What this means in practice is that one or several OpenCL subsets will emerge, containing features that people count on to be supported well. For instance, a relatively good scenario is, there's a subset that GPU programmers use on all GPUs. A worse scenario is, there's the desktop GPU subset and the mobile GPU subset. A still worse scenario is, there's the NVIDIA subset, the AMD subset, the Imagination subset, etc.

It's an evolving type of thing that's never codified anywhere but has more power than the actual standard.

Standards tend to materialize partially. For example, the C standard supports garbage collection, but real C implementations usually don't, and many real C programs will not run correctly on a standard-compliant, garbage-collecting implementation. Someone knowing C would predict this outcome, and would not trust the standard to change it.

So with efficient divergence, the question is, will this feature make it into a widely used OpenCL subset, even though it's not a part of any such subset today. If it doesn't, widespread hardware is unlikely to support it.

Personally, I like accelerators with efficient divergence. I'll say it again:

"From a programmer's perspective – bring them on! Why not have something with a standard programming interface, more efficient than CPUs, more flexible than GPUs – and running existing GPGPU programs almost as well as GPUs?"

From an evolutionary standpoint though, it's quite the uphill battle. The CPU + GPU combination is considered "good enough" very widely. It's not impossible to grow in the shadow of a "good enough", established competitor. x86 was good enough and ARM got big, gcc was good enough and LLVM got big, etc.

It's just hard, especially if you can't replace the competitor anywhere and you aren't a must-have. A CPU is a must-have and ARM replaces x86 where it wins. A compiler is a must-have and LLVM replaces gcc where it wins.
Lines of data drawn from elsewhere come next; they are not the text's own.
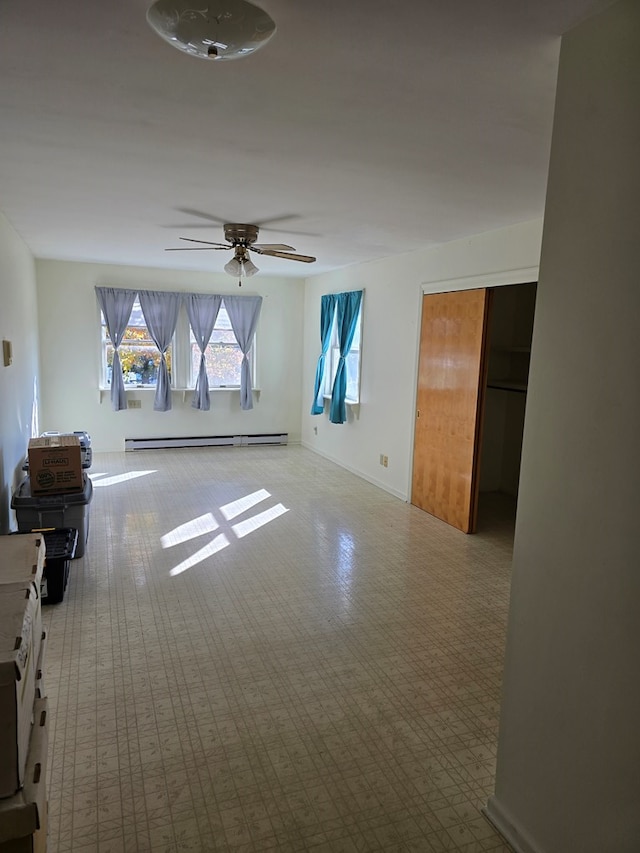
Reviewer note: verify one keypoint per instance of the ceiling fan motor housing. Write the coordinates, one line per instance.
(243, 235)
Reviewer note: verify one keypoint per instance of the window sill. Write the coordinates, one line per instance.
(145, 389)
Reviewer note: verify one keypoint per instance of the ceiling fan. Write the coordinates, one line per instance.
(242, 238)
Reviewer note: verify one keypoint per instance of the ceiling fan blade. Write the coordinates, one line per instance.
(306, 259)
(273, 247)
(208, 242)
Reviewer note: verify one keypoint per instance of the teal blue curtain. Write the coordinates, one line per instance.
(347, 310)
(327, 309)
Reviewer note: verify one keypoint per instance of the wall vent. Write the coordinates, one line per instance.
(205, 441)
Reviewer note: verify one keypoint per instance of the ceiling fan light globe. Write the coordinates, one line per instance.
(226, 29)
(234, 268)
(249, 268)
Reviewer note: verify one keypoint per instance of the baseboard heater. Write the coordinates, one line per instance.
(205, 441)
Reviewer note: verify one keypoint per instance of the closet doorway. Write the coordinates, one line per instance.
(475, 347)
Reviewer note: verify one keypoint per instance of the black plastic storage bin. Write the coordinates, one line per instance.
(60, 549)
(69, 509)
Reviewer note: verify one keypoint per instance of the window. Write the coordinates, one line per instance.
(139, 356)
(223, 356)
(352, 363)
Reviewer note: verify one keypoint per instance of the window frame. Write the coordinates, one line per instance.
(183, 374)
(333, 356)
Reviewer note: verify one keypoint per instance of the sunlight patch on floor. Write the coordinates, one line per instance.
(189, 530)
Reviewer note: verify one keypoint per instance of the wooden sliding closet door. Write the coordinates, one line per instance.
(451, 381)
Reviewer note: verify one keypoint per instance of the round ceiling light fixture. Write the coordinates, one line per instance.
(224, 29)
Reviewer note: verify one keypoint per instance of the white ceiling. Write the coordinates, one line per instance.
(361, 130)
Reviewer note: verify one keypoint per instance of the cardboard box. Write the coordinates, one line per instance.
(20, 639)
(22, 560)
(23, 817)
(55, 464)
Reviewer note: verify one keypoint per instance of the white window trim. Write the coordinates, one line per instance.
(181, 379)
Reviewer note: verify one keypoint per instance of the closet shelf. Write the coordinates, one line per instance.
(508, 385)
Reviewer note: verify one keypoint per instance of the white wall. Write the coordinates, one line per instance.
(568, 772)
(70, 351)
(393, 289)
(19, 381)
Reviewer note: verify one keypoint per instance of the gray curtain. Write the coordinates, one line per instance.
(244, 312)
(160, 309)
(202, 310)
(116, 305)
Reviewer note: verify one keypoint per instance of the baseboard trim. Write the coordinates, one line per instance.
(509, 828)
(397, 494)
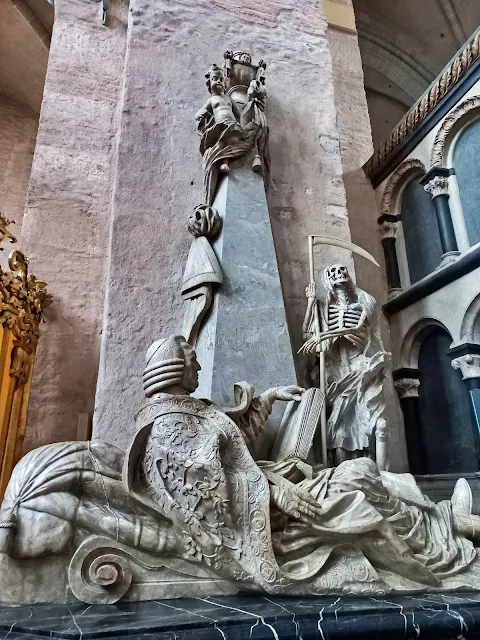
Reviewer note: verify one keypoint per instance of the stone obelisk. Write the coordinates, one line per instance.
(236, 313)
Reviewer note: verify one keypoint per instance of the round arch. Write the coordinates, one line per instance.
(456, 120)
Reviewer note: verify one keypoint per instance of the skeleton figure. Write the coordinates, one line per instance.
(344, 325)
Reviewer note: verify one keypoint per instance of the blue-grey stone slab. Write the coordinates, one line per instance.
(420, 230)
(245, 336)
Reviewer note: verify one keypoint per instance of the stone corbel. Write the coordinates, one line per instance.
(438, 186)
(469, 365)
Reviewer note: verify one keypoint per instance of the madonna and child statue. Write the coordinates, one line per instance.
(192, 508)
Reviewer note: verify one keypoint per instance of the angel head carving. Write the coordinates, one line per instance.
(215, 79)
(170, 362)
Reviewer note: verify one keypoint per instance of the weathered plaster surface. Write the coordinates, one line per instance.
(18, 130)
(158, 173)
(65, 229)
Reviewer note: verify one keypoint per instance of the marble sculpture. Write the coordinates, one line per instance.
(345, 324)
(187, 510)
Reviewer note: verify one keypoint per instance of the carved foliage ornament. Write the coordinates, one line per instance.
(23, 297)
(438, 149)
(407, 387)
(449, 78)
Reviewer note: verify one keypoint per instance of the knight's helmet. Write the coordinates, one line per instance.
(165, 363)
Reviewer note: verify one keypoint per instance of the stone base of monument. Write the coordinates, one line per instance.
(103, 571)
(431, 617)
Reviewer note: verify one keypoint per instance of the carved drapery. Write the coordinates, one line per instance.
(22, 299)
(438, 149)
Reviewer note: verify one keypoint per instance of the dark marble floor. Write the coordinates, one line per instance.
(435, 617)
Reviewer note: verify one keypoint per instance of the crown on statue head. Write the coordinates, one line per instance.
(214, 68)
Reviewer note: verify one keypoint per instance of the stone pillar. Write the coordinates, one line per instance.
(435, 182)
(388, 231)
(407, 384)
(469, 366)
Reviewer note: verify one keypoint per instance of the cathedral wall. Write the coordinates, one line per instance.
(159, 179)
(356, 147)
(18, 130)
(65, 229)
(117, 171)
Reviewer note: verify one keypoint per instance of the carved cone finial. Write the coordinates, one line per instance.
(204, 221)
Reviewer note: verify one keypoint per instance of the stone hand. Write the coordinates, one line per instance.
(296, 503)
(310, 291)
(285, 393)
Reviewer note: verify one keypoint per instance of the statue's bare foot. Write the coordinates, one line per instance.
(464, 523)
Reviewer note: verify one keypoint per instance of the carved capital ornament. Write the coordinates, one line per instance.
(407, 387)
(468, 364)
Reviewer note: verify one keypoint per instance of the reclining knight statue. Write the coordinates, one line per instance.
(189, 511)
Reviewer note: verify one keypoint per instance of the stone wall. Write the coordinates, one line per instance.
(356, 147)
(65, 230)
(158, 174)
(18, 130)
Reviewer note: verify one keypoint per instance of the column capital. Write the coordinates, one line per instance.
(469, 365)
(407, 387)
(437, 186)
(388, 229)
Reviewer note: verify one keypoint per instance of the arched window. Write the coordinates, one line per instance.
(467, 167)
(448, 435)
(420, 230)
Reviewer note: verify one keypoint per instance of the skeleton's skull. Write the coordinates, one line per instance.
(337, 274)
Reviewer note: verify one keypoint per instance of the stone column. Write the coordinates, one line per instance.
(435, 182)
(469, 366)
(407, 384)
(245, 337)
(67, 214)
(388, 231)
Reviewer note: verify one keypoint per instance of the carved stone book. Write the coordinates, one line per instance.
(298, 426)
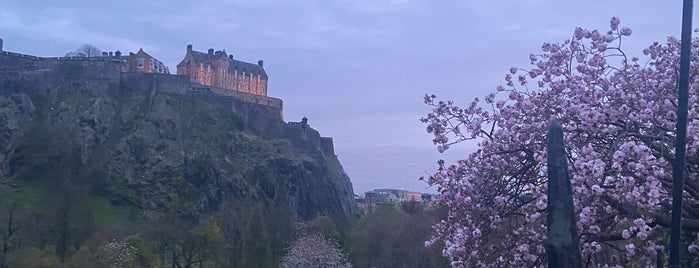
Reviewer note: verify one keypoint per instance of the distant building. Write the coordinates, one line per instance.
(384, 196)
(220, 70)
(142, 62)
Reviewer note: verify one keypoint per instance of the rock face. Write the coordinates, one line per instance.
(165, 149)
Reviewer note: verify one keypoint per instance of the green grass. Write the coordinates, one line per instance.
(103, 211)
(27, 195)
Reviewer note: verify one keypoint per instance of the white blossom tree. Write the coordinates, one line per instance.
(314, 250)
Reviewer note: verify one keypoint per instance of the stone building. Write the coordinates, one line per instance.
(142, 62)
(220, 70)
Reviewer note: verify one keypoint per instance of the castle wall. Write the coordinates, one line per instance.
(326, 143)
(14, 66)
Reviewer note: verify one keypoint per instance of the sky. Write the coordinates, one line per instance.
(358, 70)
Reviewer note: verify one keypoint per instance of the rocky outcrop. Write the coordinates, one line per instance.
(174, 151)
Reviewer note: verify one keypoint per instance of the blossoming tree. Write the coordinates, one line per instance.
(618, 114)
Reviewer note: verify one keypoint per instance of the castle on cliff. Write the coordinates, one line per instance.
(234, 83)
(213, 72)
(218, 69)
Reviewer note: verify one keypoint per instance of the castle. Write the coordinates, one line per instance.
(239, 85)
(218, 69)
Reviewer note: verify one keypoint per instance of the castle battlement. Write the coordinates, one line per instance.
(140, 68)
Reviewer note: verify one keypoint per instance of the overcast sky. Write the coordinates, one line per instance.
(356, 69)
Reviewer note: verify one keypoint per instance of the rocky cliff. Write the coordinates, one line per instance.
(161, 148)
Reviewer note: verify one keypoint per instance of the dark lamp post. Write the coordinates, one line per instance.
(681, 141)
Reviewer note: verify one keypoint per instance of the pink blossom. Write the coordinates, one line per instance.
(614, 23)
(625, 31)
(618, 118)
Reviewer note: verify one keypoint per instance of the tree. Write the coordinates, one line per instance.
(394, 237)
(313, 249)
(86, 50)
(618, 114)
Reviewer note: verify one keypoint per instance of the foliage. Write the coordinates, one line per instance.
(34, 257)
(618, 114)
(313, 249)
(393, 237)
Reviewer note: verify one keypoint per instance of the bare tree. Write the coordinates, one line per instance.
(86, 50)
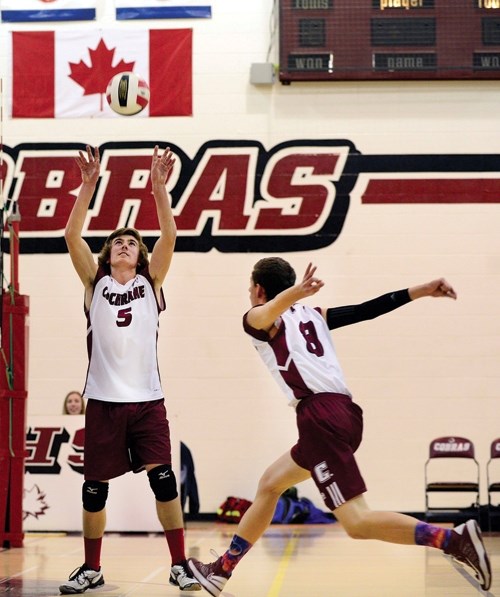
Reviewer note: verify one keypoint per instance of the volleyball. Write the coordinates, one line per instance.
(127, 94)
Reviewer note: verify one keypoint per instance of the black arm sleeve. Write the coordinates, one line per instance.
(338, 317)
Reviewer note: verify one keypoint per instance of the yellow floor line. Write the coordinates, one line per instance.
(275, 589)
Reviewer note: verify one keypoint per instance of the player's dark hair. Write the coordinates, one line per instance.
(274, 275)
(103, 258)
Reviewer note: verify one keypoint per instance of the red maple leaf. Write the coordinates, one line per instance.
(95, 78)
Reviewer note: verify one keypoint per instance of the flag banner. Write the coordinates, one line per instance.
(19, 11)
(161, 9)
(64, 74)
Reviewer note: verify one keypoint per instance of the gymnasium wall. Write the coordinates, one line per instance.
(426, 370)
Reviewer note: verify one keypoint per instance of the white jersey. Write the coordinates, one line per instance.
(301, 356)
(122, 333)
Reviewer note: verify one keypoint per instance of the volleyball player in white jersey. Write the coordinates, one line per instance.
(126, 426)
(295, 344)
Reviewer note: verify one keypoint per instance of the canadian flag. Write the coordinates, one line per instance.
(64, 74)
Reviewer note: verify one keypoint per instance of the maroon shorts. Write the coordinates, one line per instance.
(121, 437)
(330, 430)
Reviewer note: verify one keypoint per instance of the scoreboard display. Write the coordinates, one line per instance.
(328, 40)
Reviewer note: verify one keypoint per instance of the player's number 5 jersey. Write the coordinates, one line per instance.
(122, 333)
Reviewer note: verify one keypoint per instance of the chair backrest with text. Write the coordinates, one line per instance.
(451, 468)
(493, 475)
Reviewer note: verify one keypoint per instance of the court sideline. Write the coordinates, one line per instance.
(289, 561)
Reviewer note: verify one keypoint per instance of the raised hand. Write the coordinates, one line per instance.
(89, 165)
(437, 288)
(161, 166)
(310, 284)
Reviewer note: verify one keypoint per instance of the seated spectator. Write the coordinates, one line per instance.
(74, 404)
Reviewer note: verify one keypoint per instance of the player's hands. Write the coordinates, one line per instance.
(161, 166)
(89, 165)
(310, 283)
(436, 288)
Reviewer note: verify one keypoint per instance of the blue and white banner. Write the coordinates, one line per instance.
(19, 11)
(162, 9)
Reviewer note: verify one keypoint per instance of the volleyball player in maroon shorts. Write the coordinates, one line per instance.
(126, 426)
(294, 342)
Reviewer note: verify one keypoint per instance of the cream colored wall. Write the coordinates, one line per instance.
(429, 369)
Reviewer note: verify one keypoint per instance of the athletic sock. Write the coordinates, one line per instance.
(432, 536)
(175, 540)
(93, 552)
(238, 548)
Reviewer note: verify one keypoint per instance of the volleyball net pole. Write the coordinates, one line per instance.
(14, 344)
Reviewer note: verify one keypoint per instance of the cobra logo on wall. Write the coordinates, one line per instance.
(233, 196)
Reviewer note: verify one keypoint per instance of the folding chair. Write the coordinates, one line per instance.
(493, 471)
(451, 477)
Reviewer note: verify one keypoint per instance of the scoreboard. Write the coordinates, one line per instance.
(328, 40)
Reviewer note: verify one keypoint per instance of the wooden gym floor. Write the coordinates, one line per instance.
(289, 561)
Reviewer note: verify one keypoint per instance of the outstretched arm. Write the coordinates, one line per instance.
(161, 170)
(263, 317)
(80, 253)
(340, 316)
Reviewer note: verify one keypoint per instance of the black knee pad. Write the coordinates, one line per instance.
(94, 495)
(163, 483)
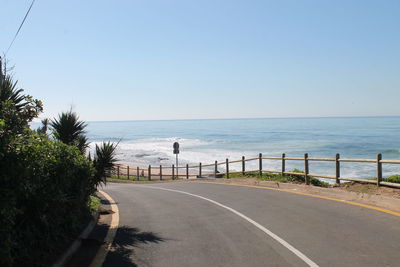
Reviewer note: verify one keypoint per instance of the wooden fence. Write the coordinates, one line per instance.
(199, 171)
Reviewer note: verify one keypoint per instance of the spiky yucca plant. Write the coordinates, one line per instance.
(104, 161)
(70, 130)
(9, 92)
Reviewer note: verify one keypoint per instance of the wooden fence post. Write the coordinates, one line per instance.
(227, 168)
(337, 176)
(243, 165)
(306, 170)
(378, 169)
(200, 170)
(149, 172)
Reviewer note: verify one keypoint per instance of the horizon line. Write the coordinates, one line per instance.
(252, 118)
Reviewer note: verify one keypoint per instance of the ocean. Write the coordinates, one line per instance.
(146, 143)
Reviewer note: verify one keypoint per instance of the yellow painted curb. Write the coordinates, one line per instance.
(395, 213)
(106, 247)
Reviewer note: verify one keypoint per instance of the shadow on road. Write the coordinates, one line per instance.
(126, 239)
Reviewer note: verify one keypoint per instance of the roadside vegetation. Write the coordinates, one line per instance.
(47, 181)
(280, 178)
(392, 179)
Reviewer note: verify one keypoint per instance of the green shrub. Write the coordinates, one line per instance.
(393, 179)
(45, 187)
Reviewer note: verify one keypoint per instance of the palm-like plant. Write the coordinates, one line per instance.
(9, 92)
(104, 161)
(70, 130)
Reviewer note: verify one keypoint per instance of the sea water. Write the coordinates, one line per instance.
(150, 142)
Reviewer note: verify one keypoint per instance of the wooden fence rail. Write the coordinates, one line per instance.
(199, 170)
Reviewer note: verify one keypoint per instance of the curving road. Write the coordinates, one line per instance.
(199, 224)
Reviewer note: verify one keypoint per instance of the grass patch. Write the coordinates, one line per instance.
(280, 178)
(94, 203)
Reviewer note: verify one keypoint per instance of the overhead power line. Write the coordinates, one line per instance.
(20, 26)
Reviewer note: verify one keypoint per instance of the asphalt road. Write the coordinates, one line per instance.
(198, 224)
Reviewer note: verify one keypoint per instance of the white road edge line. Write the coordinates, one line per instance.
(256, 224)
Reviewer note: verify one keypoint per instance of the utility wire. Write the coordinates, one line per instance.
(20, 26)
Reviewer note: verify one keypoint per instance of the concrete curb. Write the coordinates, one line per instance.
(73, 248)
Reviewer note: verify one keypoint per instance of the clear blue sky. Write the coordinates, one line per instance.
(136, 60)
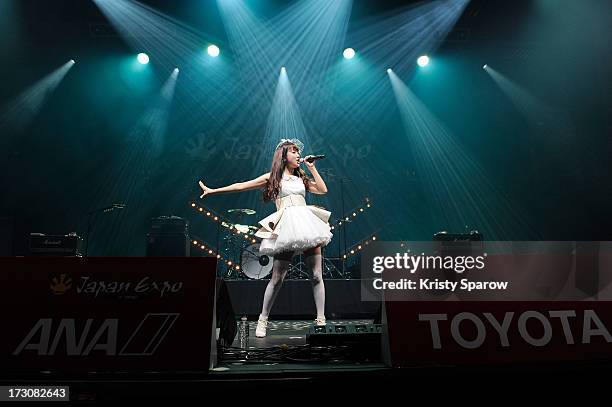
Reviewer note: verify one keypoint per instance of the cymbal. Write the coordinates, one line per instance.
(245, 211)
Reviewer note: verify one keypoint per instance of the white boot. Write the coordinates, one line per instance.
(262, 326)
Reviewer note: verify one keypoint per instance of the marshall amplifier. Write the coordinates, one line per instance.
(55, 245)
(168, 237)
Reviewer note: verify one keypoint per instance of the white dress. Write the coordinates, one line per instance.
(294, 226)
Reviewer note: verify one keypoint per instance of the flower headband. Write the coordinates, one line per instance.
(295, 141)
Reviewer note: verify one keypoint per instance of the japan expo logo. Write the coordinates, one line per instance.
(61, 285)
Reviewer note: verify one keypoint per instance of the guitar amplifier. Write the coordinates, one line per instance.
(55, 245)
(169, 225)
(168, 236)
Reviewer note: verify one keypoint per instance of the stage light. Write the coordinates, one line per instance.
(423, 61)
(143, 58)
(213, 50)
(349, 53)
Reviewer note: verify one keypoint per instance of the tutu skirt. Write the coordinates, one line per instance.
(294, 227)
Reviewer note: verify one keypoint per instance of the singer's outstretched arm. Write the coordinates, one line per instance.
(256, 183)
(316, 185)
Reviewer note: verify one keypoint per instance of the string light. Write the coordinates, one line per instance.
(357, 211)
(358, 247)
(199, 245)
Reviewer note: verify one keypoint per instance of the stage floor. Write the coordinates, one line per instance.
(283, 350)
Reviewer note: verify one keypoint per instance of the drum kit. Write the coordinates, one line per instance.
(253, 264)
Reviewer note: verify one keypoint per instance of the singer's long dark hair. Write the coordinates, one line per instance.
(272, 188)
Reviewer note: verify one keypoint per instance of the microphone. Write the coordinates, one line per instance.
(313, 158)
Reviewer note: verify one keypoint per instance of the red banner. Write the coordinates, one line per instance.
(107, 314)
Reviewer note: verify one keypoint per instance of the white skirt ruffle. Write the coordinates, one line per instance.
(294, 228)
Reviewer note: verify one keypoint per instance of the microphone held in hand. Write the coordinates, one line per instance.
(312, 158)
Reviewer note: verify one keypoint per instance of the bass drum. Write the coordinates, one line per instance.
(255, 265)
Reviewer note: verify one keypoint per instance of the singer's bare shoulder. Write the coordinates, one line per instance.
(256, 183)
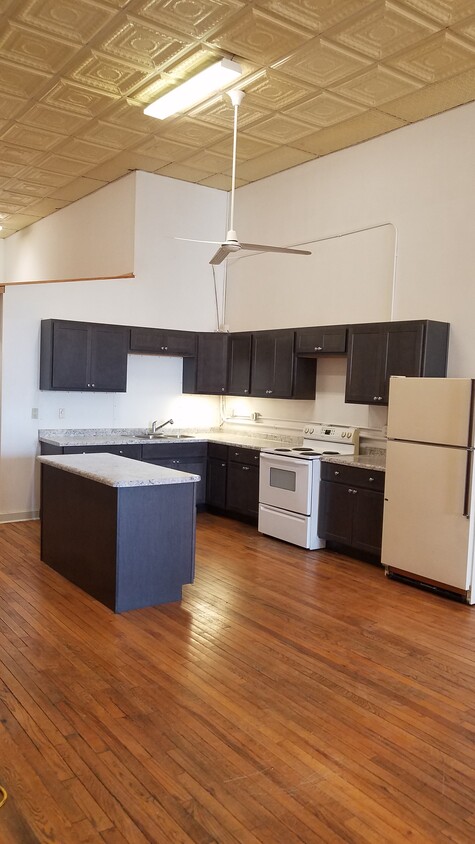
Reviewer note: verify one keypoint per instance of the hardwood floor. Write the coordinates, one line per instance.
(293, 696)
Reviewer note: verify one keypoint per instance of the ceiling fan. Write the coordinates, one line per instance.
(232, 244)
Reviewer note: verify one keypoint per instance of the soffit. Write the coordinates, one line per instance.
(319, 76)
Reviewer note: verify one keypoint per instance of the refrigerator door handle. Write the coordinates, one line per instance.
(468, 484)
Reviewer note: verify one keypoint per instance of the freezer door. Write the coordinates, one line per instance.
(432, 410)
(424, 529)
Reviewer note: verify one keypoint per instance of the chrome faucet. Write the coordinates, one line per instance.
(156, 427)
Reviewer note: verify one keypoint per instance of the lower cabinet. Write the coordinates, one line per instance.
(184, 457)
(233, 480)
(351, 506)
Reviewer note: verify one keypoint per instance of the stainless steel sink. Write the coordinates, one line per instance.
(164, 436)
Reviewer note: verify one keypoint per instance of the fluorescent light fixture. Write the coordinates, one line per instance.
(197, 88)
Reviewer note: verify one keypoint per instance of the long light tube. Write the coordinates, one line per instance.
(197, 88)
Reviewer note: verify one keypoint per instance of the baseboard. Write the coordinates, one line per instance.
(19, 517)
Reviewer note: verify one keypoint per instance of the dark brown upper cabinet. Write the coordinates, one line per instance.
(378, 350)
(159, 341)
(81, 356)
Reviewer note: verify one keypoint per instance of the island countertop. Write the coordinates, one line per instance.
(116, 471)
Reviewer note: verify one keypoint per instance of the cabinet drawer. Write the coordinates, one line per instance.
(218, 450)
(155, 451)
(244, 455)
(353, 475)
(132, 451)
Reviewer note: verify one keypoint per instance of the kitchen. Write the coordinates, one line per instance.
(416, 178)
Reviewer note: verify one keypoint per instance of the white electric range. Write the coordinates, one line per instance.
(289, 481)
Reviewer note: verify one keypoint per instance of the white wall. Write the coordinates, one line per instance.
(92, 238)
(418, 179)
(171, 289)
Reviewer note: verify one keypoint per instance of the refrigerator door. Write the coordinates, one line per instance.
(424, 530)
(431, 410)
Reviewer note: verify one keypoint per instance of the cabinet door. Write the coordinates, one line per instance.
(366, 364)
(108, 368)
(335, 512)
(158, 341)
(216, 483)
(272, 364)
(367, 528)
(325, 339)
(242, 493)
(239, 364)
(404, 353)
(70, 356)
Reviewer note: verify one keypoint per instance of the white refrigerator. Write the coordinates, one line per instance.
(429, 488)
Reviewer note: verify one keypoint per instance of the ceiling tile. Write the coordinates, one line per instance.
(434, 99)
(81, 150)
(180, 171)
(18, 155)
(437, 59)
(115, 137)
(258, 37)
(207, 160)
(53, 119)
(271, 162)
(192, 132)
(142, 45)
(247, 147)
(19, 81)
(324, 110)
(34, 138)
(280, 128)
(273, 91)
(65, 166)
(78, 99)
(383, 29)
(322, 63)
(221, 113)
(377, 85)
(446, 12)
(164, 148)
(67, 18)
(45, 177)
(221, 182)
(108, 73)
(367, 125)
(77, 189)
(190, 18)
(35, 49)
(317, 15)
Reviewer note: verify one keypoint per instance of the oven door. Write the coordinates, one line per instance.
(286, 482)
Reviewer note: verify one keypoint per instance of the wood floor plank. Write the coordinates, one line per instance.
(291, 696)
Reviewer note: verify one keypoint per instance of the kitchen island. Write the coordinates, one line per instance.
(121, 530)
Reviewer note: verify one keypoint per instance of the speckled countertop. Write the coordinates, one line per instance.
(112, 470)
(134, 436)
(364, 461)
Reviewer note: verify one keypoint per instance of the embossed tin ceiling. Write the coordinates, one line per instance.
(319, 75)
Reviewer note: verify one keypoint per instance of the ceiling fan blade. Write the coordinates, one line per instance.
(193, 240)
(259, 247)
(223, 252)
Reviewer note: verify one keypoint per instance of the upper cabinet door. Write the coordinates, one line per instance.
(321, 340)
(108, 361)
(239, 364)
(158, 341)
(83, 356)
(366, 364)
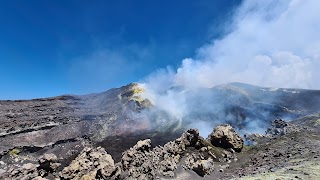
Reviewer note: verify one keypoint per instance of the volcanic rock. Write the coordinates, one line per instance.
(48, 163)
(280, 127)
(140, 162)
(199, 165)
(90, 164)
(226, 137)
(27, 171)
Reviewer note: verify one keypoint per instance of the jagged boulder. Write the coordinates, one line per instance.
(226, 137)
(92, 163)
(199, 165)
(140, 162)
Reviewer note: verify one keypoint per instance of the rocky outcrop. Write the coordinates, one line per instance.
(140, 162)
(90, 164)
(226, 137)
(198, 164)
(280, 127)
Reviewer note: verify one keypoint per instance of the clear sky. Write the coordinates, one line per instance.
(54, 47)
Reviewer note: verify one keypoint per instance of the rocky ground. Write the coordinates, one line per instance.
(103, 136)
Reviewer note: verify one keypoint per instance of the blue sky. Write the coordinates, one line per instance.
(50, 48)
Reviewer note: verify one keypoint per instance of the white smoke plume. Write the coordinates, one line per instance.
(271, 43)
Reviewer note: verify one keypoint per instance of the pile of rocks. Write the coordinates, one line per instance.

An OpenCL accelerator with efficient divergence – or any other kind, really – is not a must-have and it will replace neither the CPU nor the GPU. So it's quite a challenge to convince someone to spend on it.

Conclusion

I doubt that general-purpose OpenCL accelerators will displace GPGPU, even though it could be a nice outcome. The accelerators probably will find their uses though. The following properties seem favorable to them (all or a subset may be present in a given domain):

Small to medium scale, similarly to FPGAs
Long life cycles encouraging speculative investment in hardware
Device-specific software that can live without performance portability

In other words, there can be "life between the CPU and the GPU", though not necessarily in the highest volume devices.

Good luck to Adapteva with their Kickstarter project – a computer with 64 independent OpenCL cores for $99.